The paper argues that image manipulation localization (IML) and general vision tasks should be treated as connected directions, with semantic priors potentially helping IML performance.
It introduces ReVi, a trainable adapter designed to repurpose off-the-shelf vision models (including image generation and segmentation networks) for IML without altering the base models.
ReVi uses an approach inspired by robust principal component analysis to separate semantic redundancy from manipulation-specific signals and then amplify the manipulation-relevant components.
The method is efficient to deploy because it freezes the original vision model parameters and fine-tunes only the lightweight adapter, avoiding extensive redesign and full retraining.
Experiments indicate improved IML results and suggest that scalable IML frameworks can be built by plugging adapters into existing general-purpose vision backbones.

Abstract

Image manipulation localization (IML) and general vision tasks are typically treated as two separate research directions due to the fundamental differences between manipulation-specific and semantic features.
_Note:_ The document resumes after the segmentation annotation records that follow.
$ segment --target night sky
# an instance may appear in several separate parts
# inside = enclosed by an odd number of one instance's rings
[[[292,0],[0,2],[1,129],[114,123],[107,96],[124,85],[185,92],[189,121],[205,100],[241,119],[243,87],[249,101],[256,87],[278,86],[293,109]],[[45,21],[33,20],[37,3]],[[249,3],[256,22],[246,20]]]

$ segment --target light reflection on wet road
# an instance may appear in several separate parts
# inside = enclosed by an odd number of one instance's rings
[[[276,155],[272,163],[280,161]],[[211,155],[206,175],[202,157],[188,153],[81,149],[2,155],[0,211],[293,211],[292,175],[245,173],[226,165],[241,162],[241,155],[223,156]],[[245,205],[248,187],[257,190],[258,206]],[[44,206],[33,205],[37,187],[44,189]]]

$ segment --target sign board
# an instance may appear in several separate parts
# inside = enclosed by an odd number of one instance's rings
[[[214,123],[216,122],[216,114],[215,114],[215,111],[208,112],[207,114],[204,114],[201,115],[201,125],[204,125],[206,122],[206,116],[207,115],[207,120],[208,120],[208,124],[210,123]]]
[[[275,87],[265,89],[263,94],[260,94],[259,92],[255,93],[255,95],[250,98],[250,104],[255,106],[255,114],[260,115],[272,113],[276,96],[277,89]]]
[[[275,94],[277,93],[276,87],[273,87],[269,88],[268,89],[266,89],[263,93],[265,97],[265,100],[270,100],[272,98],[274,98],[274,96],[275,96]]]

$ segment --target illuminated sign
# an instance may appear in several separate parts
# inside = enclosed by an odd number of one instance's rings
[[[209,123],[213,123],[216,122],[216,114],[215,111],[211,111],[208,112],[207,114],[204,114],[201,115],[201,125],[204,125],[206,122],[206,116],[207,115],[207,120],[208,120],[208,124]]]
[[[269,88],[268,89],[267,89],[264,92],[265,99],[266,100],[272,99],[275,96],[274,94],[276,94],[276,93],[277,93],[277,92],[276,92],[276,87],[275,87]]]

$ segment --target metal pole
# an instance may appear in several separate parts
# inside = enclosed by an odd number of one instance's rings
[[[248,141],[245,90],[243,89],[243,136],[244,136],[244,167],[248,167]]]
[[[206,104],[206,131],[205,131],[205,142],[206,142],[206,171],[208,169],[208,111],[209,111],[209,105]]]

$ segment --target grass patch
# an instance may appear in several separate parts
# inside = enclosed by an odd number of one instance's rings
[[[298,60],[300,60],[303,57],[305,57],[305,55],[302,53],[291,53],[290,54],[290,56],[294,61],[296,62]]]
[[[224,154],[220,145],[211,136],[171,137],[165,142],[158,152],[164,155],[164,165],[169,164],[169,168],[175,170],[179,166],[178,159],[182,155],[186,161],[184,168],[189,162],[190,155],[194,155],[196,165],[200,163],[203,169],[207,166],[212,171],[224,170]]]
In this paper, however, we bridge this gap by introducing a fresh perspective: these two directions are intrinsically connected, and general semantic priors can benefit IML. Building on this insight, we propose a novel trainable adapter (named ReVi) that repurposes existing off-the-shelf general-purpose vision models (e.g., image generation and segmentation networks) for IML. Inspired by robust principal component analysis, the adapter disentangles semantic redundancy from manipulation-specific information embedded in these models and selectively enhances the latter. Unlike existing IML methods that require extensive model redesign and full retraining, our method relies on the off-the-shelf vision models with frozen parameters and only fine-tunes the proposed adapter. The experimental results demonstrate the superiority of our method, showing the potential for scalable IML frameworks.